Ayrıca, mescit temizliğini üstlenen iki kadın vardır. Herek ve Mihcane bu göreve tayin edilmişti. (Buhari, Sahih, Kitabu’salat)

Kadın İslam aleminde devlet adamıdır, memurdur.

**

Dericilik sanatı devrin gözdesiydi ve bu işi yapanlar arasında kadınlarda vardı.

Hz. Peygamberin eşi Zeynep binti Cahş, Hz. Cafer’in eşi Esma binti Üneys, Abdullah b. Mesud’un eşi Reyta binti Abdullah deriden mest, ayakkabı ve kıyafetler, yer sergileri, minder yüzleri, perdeler, yiyecek saklama tulumları su kırbaları üretirdi. (Muslim Sahih-i Muslim; Kitabu’n-nikah)

Kumaş dokumacılığı da yaygın meslekti. Kadınlar yünden ipler eğirir ve kumaş dokuyarak kıyafetler üretirdi. 

Hz. Hatice’nin siyahi bir kadın berberi olduğu nakledilir. Keza; Hz. Aişe’nin de saçlarını bir kadın berbere yaptırdığı da kayıtlarda geçmektedir.

Kadın, İslam aleminde esnaftır, sanatkardır.

**

İslam tarihinin ilk resmi hastanesi olarak kabul edilen Tedavi Çadırı Resulullah tarafından kurulduğunda görev alan tabipler kadındı.

Şifa çadırında Eslem kabilesinden Kuaybe/Rufeyde bint-i Sa’d b. Utbe, Hz.
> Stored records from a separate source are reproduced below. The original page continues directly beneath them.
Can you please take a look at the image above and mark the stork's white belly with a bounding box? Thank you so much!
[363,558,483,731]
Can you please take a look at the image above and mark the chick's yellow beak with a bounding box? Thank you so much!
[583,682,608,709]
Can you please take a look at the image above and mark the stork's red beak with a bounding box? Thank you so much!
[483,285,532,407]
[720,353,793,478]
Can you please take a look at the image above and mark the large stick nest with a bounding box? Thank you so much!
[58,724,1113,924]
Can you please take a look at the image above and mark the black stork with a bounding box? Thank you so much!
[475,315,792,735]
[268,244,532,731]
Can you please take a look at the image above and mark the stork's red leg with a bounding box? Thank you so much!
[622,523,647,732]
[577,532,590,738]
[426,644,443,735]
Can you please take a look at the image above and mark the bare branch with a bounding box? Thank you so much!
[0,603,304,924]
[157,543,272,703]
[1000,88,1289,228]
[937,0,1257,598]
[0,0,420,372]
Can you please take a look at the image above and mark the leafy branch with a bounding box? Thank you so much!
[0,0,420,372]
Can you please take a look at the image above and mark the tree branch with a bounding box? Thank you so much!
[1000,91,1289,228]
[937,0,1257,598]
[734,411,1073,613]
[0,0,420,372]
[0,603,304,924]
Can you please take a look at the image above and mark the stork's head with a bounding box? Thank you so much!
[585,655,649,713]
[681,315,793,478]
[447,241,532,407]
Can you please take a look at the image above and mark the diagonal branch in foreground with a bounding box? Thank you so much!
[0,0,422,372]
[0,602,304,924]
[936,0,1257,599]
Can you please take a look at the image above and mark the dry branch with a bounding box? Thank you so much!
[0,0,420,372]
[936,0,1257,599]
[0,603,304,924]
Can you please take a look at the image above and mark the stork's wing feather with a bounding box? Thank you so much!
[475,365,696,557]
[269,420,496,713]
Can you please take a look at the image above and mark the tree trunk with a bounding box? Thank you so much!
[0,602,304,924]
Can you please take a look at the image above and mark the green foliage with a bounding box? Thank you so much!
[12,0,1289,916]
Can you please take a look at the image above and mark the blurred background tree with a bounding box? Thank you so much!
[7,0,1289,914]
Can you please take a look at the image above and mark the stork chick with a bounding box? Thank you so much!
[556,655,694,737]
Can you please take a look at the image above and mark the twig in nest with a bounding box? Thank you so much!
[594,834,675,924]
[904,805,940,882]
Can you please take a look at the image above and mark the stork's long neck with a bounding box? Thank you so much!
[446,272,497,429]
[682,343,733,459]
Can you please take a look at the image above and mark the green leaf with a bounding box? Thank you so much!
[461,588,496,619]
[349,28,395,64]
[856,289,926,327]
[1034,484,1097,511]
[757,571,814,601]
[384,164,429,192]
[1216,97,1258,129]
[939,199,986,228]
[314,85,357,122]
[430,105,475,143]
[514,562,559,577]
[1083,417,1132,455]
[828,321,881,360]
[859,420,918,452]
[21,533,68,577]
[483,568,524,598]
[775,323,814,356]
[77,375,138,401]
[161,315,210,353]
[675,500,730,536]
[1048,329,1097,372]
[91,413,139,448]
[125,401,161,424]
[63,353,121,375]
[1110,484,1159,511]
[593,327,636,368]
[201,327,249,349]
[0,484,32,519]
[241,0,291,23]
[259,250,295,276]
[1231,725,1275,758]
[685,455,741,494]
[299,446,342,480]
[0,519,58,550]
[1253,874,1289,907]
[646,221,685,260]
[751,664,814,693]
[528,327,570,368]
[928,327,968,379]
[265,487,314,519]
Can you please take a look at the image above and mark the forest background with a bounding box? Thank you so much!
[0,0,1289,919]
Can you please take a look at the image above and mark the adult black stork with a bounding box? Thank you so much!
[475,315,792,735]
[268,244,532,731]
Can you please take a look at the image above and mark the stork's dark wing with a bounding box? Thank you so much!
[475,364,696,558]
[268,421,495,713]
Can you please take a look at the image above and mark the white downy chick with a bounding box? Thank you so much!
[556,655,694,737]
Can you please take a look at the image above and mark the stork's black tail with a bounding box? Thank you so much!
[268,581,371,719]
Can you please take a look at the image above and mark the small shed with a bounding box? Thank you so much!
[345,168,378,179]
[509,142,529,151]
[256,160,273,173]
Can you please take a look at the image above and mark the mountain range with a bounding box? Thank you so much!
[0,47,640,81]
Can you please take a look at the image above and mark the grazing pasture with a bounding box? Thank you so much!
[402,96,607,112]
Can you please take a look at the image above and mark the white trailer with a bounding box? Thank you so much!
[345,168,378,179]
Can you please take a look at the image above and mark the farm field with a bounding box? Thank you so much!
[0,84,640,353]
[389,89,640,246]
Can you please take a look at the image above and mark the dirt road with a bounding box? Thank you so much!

Cafer’in, Habeşistan’da doktorluk ilmi öğrenen, Hindistan ve Yemenden getirtilen bitkileri ilaç haline getirmeye mahir eşi Esma bint-i Üneys, Ümmü Seleme, Hz. Aişe, Halide bint-i Enes, Esma bint-i Ebu Bekir’de vardı. Esma bint-i Ebu Bekir hummalı/ateşli hastalıklar, Eş-Şifa binti Abdullah deri hastalıkları tedavisinde mahir birer hekimdi.

Hz. Peygamber efendimizin vefat edip etmediği konusunda tereddütler ortaya çıktığında Esma bint-i Üneys iki cihan güneşi Efendimizi muayene ederek vefat ettiği teşhisinde bulunmuştur.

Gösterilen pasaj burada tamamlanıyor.